The champion register of voters here is neither a ward heeler nor a foot soldier of Jesse Jackson. Norm Sloan of the Lesbian-Gay Progressive Democratic Organization has signed up 7,000-plus voters single-handedly in recent months.

Mr. Sloan says his group, which has registered more than 13,000 voters, accounts for more than 10 percent of all voters registered here since March. His efforts are one reason why chances of passing a ``gay rights'' measure here have improved.

With mayoral elections likely next year and homosexuals demonstrating political clout, more aldermen have jumped on the bandwagon of the controversial law, which would ban discrimination against homosexuals and other groups. Mayor Eugene Sawyer is also supporting the ordinance more actively.

But alderman from wards where black Protestant churches campaign against the measure led fierce opposition at the last vote.
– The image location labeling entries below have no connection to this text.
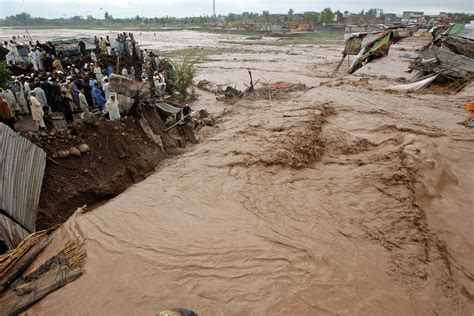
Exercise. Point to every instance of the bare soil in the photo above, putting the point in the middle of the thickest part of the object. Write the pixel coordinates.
(340, 199)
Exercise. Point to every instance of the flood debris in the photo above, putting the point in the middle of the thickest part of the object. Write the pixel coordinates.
(366, 47)
(414, 86)
(449, 55)
(469, 121)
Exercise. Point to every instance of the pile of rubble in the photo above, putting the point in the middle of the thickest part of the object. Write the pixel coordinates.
(62, 142)
(450, 54)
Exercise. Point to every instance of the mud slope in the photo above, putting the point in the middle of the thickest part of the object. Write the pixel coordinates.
(340, 200)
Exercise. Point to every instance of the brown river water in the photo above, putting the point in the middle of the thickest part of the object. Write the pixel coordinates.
(339, 200)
Alderman Robert Shaw, who represents a mainly middle-class, black ward on the South Side, waved his Bible during a recent tumultuous City Council debate, at the end of which proponents of the law chanted, ``Shame! Shame!''

Mr. Shaw says that homosexuality is immoral and that passage of the ordinance would encourage its practice.

The proposal was recently defeated in the City Council by a 26-21 vote, compared to a 30-18 defeat in 1986. Supporters say they'll be back this week to ensure its passage. New York and Los Angeles already have similar ordinances, says Council staff member Dan Crowe.

Mr. Crowe says potential opposition from the city's Roman Catholic church leaders has been diffused by changing the wording of the proposal, extending anti-discrimination measures to other groups and including religious exemptions.

Crowe says it's ``ironic'' that opposition at the last vote was most vocal from certain black aldermen who support other civil-rights measures.

Laurie Dittman of the Gay and Lesbian Town Meeting says the ordinance would extend ``basic civil rights.'' ``A lot of the same arguments [against the measure] were used 20 years ago against blacks.''

But Shaw says it is a moral, not a civil-rights issue. ``I don't know of a single church in my community that supports this measure,'' he says.